68-69- "Rabbin bal arısına vahyetti." Buradaki vahyi, tefsirciler ilham şeklindeki vahy diye tefsir etmişlerdir. Çünkü bundan maksatın, peygamberlik vahyi olmadığı apaçıktır. İlham bir mânâyı kalbe atmaktır. Fakat ilham, ilim ve amel açısından bir gereklilik ve mecburiyet ifade etmez. Halbuki bal arısında şu anlatılan mânâlar, amel ile ilgili zarureti (zorunluluğu) anlatan özel bir fıtrattır. Denebilir ki, arının sanatı bir peygamberlik vahyi olmamakla beraber, zorunlu bir hüküm ifade etmesinden dolayı ona benzer. Ve vahiy denilen manevî işin kuvvet ve isabetini düşünebilmek açısından ilhamdan daha kuvvetli bir örnektir. Yani yüce Allah tarafından arıya bal yapmak ruh ve sanatı şaşmaz bir gereklilik ve isabetle verildiği gibi, peygamberlere gelen vahiy de zorunlu ve ledünnî (Allah'ın ihsanı olan) bilgidir. Ve buna işaret edilerek "senin Rabbin" buyurulmuştur. Bundan dolayı arıya vahyin mânâsı ona, o ruh ve fıtratı vermek ve açık bir vasıta olmaksızın gizli bir şekilde terbiye ederek ona, o duygu ve sanatı kesin bir mükemmellikle öğretip belletmek demektir.

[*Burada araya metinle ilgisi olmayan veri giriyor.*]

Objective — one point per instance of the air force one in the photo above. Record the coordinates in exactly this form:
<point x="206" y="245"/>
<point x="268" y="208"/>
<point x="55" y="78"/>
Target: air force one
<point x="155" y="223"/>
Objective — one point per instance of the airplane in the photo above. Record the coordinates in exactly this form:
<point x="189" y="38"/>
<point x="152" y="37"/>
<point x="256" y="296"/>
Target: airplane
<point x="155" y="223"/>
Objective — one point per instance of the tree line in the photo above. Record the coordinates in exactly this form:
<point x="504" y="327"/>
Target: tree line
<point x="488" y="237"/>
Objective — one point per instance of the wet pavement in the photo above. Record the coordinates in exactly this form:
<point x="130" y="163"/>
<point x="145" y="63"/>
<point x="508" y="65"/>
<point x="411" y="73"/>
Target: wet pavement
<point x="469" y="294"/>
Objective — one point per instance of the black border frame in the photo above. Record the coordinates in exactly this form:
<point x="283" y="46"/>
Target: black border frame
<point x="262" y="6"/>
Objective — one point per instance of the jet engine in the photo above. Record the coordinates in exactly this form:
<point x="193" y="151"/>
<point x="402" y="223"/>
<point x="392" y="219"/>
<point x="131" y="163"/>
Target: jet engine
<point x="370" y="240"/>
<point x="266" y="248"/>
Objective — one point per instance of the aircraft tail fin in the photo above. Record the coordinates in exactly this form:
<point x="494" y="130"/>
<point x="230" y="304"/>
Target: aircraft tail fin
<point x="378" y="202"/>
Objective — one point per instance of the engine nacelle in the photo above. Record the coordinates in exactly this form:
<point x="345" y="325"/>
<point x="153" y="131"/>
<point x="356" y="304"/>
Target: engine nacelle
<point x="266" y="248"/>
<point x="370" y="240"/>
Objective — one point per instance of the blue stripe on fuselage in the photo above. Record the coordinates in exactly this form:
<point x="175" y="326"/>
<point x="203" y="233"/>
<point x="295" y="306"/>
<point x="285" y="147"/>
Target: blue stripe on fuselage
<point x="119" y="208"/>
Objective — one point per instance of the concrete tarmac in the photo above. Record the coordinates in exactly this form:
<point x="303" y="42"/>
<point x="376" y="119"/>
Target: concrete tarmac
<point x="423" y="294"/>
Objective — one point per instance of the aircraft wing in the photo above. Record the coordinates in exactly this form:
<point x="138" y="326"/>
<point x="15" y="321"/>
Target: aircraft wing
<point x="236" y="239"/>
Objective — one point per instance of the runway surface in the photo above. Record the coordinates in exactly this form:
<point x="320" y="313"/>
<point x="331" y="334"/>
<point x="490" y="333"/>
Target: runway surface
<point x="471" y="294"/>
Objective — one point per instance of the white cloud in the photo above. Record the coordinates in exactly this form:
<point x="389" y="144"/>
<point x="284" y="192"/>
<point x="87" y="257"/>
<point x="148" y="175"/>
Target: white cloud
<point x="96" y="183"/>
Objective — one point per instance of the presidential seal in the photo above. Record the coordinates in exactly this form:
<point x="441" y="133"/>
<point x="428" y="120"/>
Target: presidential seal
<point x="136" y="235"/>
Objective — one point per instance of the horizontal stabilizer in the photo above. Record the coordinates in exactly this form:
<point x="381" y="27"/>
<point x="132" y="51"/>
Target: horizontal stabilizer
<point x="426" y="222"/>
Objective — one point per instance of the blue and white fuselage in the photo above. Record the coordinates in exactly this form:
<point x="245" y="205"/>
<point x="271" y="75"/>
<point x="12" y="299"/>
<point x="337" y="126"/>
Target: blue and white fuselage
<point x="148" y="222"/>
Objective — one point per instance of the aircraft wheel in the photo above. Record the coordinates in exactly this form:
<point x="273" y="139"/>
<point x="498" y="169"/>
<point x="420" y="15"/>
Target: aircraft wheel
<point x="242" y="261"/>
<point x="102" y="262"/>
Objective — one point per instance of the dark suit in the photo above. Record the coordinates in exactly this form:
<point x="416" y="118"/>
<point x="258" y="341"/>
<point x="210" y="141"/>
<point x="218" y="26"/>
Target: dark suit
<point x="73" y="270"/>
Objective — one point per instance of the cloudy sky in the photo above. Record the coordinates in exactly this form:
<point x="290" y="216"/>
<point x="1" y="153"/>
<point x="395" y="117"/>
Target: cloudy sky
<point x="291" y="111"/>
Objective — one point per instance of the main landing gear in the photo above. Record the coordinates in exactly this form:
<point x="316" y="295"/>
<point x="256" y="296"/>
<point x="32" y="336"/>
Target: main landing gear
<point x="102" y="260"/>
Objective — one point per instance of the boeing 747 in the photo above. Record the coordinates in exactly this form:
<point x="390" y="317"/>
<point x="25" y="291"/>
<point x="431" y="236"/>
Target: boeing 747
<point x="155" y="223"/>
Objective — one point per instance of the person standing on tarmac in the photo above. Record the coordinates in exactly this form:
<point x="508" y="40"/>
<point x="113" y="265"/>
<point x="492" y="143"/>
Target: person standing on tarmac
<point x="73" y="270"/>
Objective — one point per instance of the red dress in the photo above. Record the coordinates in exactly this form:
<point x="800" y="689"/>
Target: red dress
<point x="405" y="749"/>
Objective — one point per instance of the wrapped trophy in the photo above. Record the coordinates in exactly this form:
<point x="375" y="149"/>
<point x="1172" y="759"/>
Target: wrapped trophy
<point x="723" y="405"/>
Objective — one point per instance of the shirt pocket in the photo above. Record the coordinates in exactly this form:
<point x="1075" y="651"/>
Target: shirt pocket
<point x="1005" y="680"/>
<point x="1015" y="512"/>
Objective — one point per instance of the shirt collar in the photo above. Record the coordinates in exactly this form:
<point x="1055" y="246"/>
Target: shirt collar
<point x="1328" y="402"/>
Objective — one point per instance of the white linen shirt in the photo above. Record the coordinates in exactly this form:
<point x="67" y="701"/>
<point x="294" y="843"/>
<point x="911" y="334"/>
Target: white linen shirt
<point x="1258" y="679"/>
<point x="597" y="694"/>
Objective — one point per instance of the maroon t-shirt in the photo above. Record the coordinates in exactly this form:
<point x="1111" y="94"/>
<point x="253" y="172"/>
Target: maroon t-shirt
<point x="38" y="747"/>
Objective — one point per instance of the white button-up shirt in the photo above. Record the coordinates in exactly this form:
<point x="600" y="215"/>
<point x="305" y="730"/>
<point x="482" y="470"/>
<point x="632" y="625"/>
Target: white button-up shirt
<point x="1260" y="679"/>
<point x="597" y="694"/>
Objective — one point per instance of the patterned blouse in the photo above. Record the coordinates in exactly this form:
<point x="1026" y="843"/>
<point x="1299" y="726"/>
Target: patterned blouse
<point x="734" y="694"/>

75- Burada buyurulmayıp da çoğul kipi zikredilmesi yalnız iki kişi değil, iki grup arasında karşılaştırma kasdedildiğine işarettir. Yani hürriyetine sahip olmayıp başkasının mülkü olan âciz köleler grubu ile hürler grubu ve özellikle güzel rızık ile rızıklandırılmış olup da onu muhtaç olanlara harcayan hür kimselerin grubu eşit olur mu? Elbette eşit olmazlar, değil mi? İşte Allah'tan başkasına tapanlar, başkasının malı olan köle gibi hürriyetini verip bir yaratığa kul olmuş köleler gibidirler. Allah'tan başka ilâh tanımayan, Allah'ın birliğine inanan müslümanlar da hürler demektir. "Gerçekten "ancak sana kulluk eder ve ancak senden yardım dileriz" (Fatiha, 1/5) diyebilmekten daha büyük hürriyet düşünülemez. Bundan dolayı Allah'ı inkâr, ortak koşma, batıl dinler hep birer esirlik bağıdır. Hak din ve Allah'ın birliğine inanmak insan için bir hürriyet, bir servettir. Düşünmeli ki, o hürriyet nimeti ne büyük nimettir ve onu veren kimdir? Bütün hamd Allah'a mahsustur. Hürriyet, O'nun nimeti olduğu gibi, her nimet de O'nundur. Hürriyetin değerini bilmeli, din ve imanın kadrini anlamalı da yalnız Allah'a kulluk ederek hamd etmelidir. Fakat onların çoğu bilmezler. Bilmezler ve Allah'ı inkâr ve nankörlükte bulunurlar. Hürriyet davası ile şeytana esir olurlar.

76-Gelelim İkinci Misale:

Allah şunu da misal olarak vermiştir. İki adam, bu ikisinden birisi dilsiz, söz söyleyemez hiçbir şey beceremez. Ve o efendisine de bir yükdür. Yani o miskin, aynı zamanda efendiye muhtaç bir köledir. Fakat o efendisine de bir yüktür. Boşuna yer içer nereye gönderirse hiç bir hayır getirmez. İşte kâfirlerin örneği budur. Doğru söylemez, hakka karşı dilsizdir, efendisi olan yüce Allah'a muhtaçtır, fakat O'nun emirlerini yerine getirmez, yer içer faydalı bir işe yaramaz. Şimdi bir düşünülsün. O dilsiz ve efendisine yük olan kişi bir de doğru yolda yürüyerek adaleti emreden kimse hiç eşit olur mu? Elbette olmaz. İşte kamil (olgun) müminin misali budur. Kendisi doğru yolda gider, hak din ile dindar, ilmi ile amel ederek doğruyu söyler, adalet ve doğruluğu emreder, iyiliği emreder ve bu şekilde söz ve yetki sahibi olur. Ve böyle yaparken kendisi adalet ve doğruluktan ayrılmaz. (Mâide, 5/8. âyetin tefsirine bkz.) Şüphe yok ki, böyle adalet emreden insanlar içinde, adaleti gerçekleştirmekle görevlendirilmiş olanlar da doğruluktan sapacak olsalar bile kolaylıkla bunu yapamazlar. Onun içindir ki, Peygamberimiz bir hadis-i şerifinde, "Siz nasıl iseniz, ona göre üzerinize amir tayin edilir" Zamanımızda yaşayan müslümanların perişan olmalarının sebepleri de bu noktadan ve bu misaldan çıkarılabilir.